Leonard Schleifer, President and CEO of Regeneron, added that the move was “an important step in the fight against COVID-19, as high-risk patients in the United States will have access to a promising therapy early in life. their infection ”.
Regeneron’s antibody therapy is the second synthetic antibody therapy to receive Emergency Use Clearance (EUA) from the FDA after a similar therapy developed by Eli Lilly was granted status on November 9.
The human immune system naturally develops anti-infective proteins called antibodies – but not everyone gets an adequate response, companies like Regeneron and Lilly have made lab solutions.
They work by binding to a surface protein of the SARS-CoV-2 virus and preventing it from invading human cells.
The FDA said the data supporting Regeneron’s EUA came from a clinical trial involving 799 outpatients with mild to moderate symptoms of COVID-19.
For patients at high risk due to various underlying conditions – from obesity to old age to diabetes – hospitalization and emergency room visits occurred in 3% of patients who received intravenous therapy.
This compared to 9% in patients treated with placebo.
Patients treated with the drug also had lower remaining virus levels than placebo.80000 DOSES
The company said it expects to have doses ready for 80,000 patients by the end of November and for around 300,000 total patients by the end of January 2021.
These will be made available to US patients at no cost reimbursable under a US government program.
But with cases soaring in the United States and around the world, that means access will not be widespread. The United States has added more than 360,000 new cases of COVID-19 in the past two days alone.
The recommended dose is 1,200 milligrams of each of the two antibodies, for a total of 2,400 milligrams, as a single infusion.
Regeneron has received more than US $ 450 million from the US government for its COVID-19 drug development efforts as part of Operation Warp Speed.
So-called monoclonal antibodies are a relatively new class of drugs considered to be very promising.

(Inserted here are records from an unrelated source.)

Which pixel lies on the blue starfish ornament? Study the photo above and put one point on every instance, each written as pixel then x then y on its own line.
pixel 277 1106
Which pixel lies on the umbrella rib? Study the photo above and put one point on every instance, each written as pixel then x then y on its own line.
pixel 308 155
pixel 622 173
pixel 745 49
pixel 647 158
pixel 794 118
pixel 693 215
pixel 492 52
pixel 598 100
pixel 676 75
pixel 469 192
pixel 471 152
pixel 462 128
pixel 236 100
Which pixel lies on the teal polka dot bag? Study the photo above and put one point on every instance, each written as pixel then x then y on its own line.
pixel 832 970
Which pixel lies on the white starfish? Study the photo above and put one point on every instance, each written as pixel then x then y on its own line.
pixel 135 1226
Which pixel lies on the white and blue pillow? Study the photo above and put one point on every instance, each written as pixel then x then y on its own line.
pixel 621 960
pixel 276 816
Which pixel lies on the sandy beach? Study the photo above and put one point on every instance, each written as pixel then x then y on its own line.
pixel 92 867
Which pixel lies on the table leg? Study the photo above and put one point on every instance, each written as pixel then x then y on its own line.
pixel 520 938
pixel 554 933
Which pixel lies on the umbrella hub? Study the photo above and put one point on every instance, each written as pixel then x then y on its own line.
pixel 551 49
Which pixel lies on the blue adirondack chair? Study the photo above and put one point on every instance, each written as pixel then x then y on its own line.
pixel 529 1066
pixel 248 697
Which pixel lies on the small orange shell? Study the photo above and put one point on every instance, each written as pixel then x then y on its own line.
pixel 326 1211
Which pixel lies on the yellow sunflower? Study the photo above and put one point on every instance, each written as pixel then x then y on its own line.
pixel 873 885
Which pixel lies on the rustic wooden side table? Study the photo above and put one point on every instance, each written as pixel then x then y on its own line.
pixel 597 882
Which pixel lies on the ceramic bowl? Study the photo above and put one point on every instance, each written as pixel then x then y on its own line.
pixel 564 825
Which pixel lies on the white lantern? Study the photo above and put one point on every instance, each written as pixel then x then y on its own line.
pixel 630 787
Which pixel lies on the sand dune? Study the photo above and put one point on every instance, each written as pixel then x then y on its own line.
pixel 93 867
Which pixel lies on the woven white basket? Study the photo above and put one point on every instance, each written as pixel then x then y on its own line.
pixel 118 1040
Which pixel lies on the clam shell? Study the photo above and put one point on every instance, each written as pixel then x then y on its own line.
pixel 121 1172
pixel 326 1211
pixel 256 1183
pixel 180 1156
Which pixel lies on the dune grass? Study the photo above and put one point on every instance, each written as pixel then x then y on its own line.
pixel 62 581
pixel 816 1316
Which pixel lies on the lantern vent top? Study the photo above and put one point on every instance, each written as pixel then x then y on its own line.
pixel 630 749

Last month, an antibody drug developed by Regeneron against the Ebola virus received full FDA approval, the next step after EUA.

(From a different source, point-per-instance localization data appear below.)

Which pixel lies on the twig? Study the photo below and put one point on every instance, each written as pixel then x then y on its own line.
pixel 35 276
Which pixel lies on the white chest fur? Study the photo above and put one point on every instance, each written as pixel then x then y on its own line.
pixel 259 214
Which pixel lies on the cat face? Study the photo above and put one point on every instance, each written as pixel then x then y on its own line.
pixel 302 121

In the case of COVID-19, Regeneron first found two highly effective antibodies against the SARS-CoV-2 virus, one from a mouse whose immune system was altered to resemble that of a human. , the other of a human.
They then harvested the immune cells that made these antibodies and cultured them in a lab, to create a mass cure.
COVID-19 vaccines, like those developed by Pfizer and Moderna, work by causing the immune system to make its own antibodies so that they are prepared when they encounter the virus.